Pemotongan besar dalam anggaran yang diusulkan untuk 'memengaruhi secara signifikan' pelaksanaan pemilu 2022 - Comelec

“Terkadang bermimpi itu indah, tapi Anda harus benar-benar membumi pada kenyataan bahwa tidak ada orang di lapangan yang bisa mewujudkannya,” kata Marañon.

“Setiap kali Anda melakukan akomodasi ini, Anda hanya membuka diri terhadap komplikasi seperti keamanan…. Terlalu rumit sehingga terkadang cara terbaik untuk melakukan pendekatan adalah dengan menyederhanakan (prosedurnya) karena lebih mudah dilakukan,” tambahnya.

Guia sependapat dengan Marañon, dengan mengatakan kemungkinan terjadinya kesalahan meningkat setiap kali ada perubahan dalam prosedur.

Namun mantan komisaris Comelec mengatakan: “Mungkin kita harus menanggung (risikonya). Kami harus mencoba menemukan keseimbangan antara mempertahankan jadwal proyek yang ketat dan beradaptasi dengan (tantangan).”

Kekuatan Comelec terkonfirmasi

Di tengah kekhawatiran bahwa wali kota yang mementingkan diri sendiri akan memanfaatkan pembatasan yang ketat untuk menguntungkan mereka, Marañon mengingatkan masyarakat akan kekuatan Comelec.

“Anda harus selalu mengharapkan politisi yang akan menyalahgunakan peran mereka dalam pembatasan yang terperinci. Misalnya, jika Comelec akan mengeluarkan resolusi yang diperlukan, atau mengabaikan unit pemerintah daerah mengenai pembatasan yang terperinci, Comelec memiliki kekuatan (untuk melakukannya),” kata Marañon, mengacu pada kewenangan lembaga pemungutan suara untuk memerintahkan semua lembaga selama pemilu. peternakan.

Bagi Guia, tidak ada salahnya lembaga pemilu untuk lebih menegaskan otoritasnya sambil mereformasi perannya pada saat proses pemilu sedang dilanda pandemi.

“Jelas Comelec bukanlah institusi kesehatan masyarakat, tapi menurut saya yang perlu dilakukan Comelec adalah mulai memiliki keahlian kesehatan masyarakatnya sendiri.

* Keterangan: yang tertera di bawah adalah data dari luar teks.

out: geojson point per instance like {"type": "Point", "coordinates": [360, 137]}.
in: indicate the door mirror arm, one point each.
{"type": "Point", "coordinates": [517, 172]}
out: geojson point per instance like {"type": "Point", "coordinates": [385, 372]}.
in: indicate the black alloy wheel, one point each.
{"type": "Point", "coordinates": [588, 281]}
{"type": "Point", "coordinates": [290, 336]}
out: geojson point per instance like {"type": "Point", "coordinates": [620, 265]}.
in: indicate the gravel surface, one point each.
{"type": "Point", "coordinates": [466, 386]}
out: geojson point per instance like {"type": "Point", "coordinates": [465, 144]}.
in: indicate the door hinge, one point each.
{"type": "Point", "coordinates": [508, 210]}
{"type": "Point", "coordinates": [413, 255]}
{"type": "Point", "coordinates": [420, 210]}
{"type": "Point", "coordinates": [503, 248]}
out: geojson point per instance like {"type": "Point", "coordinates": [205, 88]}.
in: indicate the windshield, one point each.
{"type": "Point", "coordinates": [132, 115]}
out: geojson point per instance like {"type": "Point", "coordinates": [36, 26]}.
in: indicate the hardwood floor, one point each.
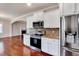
{"type": "Point", "coordinates": [13, 46]}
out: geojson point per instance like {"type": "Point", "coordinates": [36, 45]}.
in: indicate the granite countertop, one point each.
{"type": "Point", "coordinates": [54, 37]}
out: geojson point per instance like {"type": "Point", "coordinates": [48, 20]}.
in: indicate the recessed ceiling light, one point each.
{"type": "Point", "coordinates": [29, 4]}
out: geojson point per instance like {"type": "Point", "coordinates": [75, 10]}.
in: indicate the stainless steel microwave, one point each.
{"type": "Point", "coordinates": [38, 24]}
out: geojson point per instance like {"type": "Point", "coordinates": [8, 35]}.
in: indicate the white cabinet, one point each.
{"type": "Point", "coordinates": [26, 40]}
{"type": "Point", "coordinates": [38, 16]}
{"type": "Point", "coordinates": [29, 21]}
{"type": "Point", "coordinates": [52, 19]}
{"type": "Point", "coordinates": [33, 18]}
{"type": "Point", "coordinates": [68, 9]}
{"type": "Point", "coordinates": [77, 8]}
{"type": "Point", "coordinates": [51, 46]}
{"type": "Point", "coordinates": [44, 45]}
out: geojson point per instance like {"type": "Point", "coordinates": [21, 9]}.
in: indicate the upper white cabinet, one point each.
{"type": "Point", "coordinates": [29, 21]}
{"type": "Point", "coordinates": [51, 46]}
{"type": "Point", "coordinates": [26, 40]}
{"type": "Point", "coordinates": [68, 9]}
{"type": "Point", "coordinates": [77, 8]}
{"type": "Point", "coordinates": [37, 16]}
{"type": "Point", "coordinates": [52, 19]}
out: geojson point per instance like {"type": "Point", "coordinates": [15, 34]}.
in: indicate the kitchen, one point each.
{"type": "Point", "coordinates": [43, 31]}
{"type": "Point", "coordinates": [40, 29]}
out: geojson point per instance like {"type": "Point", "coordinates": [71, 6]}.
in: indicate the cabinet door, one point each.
{"type": "Point", "coordinates": [77, 8]}
{"type": "Point", "coordinates": [54, 47]}
{"type": "Point", "coordinates": [29, 21]}
{"type": "Point", "coordinates": [52, 19]}
{"type": "Point", "coordinates": [26, 40]}
{"type": "Point", "coordinates": [68, 9]}
{"type": "Point", "coordinates": [45, 45]}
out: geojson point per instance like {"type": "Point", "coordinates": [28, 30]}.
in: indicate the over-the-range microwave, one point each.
{"type": "Point", "coordinates": [38, 24]}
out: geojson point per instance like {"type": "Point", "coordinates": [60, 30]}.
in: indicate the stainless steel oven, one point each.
{"type": "Point", "coordinates": [35, 41]}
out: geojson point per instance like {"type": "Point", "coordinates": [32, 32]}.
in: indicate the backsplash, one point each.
{"type": "Point", "coordinates": [52, 32]}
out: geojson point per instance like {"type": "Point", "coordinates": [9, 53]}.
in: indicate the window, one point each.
{"type": "Point", "coordinates": [1, 30]}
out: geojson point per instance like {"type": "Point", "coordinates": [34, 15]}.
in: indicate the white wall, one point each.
{"type": "Point", "coordinates": [6, 28]}
{"type": "Point", "coordinates": [17, 27]}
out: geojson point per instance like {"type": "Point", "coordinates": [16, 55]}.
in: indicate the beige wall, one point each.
{"type": "Point", "coordinates": [17, 27]}
{"type": "Point", "coordinates": [6, 28]}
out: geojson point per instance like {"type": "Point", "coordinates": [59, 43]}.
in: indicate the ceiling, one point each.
{"type": "Point", "coordinates": [13, 10]}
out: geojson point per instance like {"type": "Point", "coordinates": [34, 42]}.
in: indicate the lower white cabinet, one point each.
{"type": "Point", "coordinates": [44, 45]}
{"type": "Point", "coordinates": [26, 40]}
{"type": "Point", "coordinates": [51, 46]}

Tentu saja mereka akan berkonsultasi dengan DOH, tetapi mereka harus memiliki penilaian atau apresiasi independen terhadap situasi tersebut, tepatnya untuk mengidentifikasi (bendera merah),” kata Guia.

Lente juga menekankan bahwa Comelec harus merangkul partisipasi lebih lanjut dari pemangku kepentingan lainnya, seperti para kandidat dan partai, otoritas kesehatan, masyarakat sipil, dan guru.

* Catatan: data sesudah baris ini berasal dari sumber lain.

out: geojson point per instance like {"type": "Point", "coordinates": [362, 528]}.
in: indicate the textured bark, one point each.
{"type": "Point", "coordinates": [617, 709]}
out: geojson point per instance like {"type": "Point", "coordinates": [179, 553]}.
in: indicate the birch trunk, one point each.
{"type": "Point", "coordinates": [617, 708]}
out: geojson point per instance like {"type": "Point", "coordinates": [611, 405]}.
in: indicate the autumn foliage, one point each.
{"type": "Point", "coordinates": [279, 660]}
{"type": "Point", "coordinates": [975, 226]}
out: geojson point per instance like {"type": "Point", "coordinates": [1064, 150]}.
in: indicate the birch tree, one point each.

Sentimen serupa juga dirasakan oleh mantan komisioner pemilu tersebut.

“Anda harus menyebarkan tanggung jawab pengelolaan pemilu, terutama pada tahap ini ketika terdapat banyak ketidakpastian,” kata Guia. “Pesan Anda kepada publik adalah: bergabunglah dengan kami dalam mewujudkan pemilu ini, karena ini tidak semudah itu.” – Rappler.com


Bisakah warga Filipina yang dikarantina memilih pada tahun 2022?  Tidak ada yang pasti.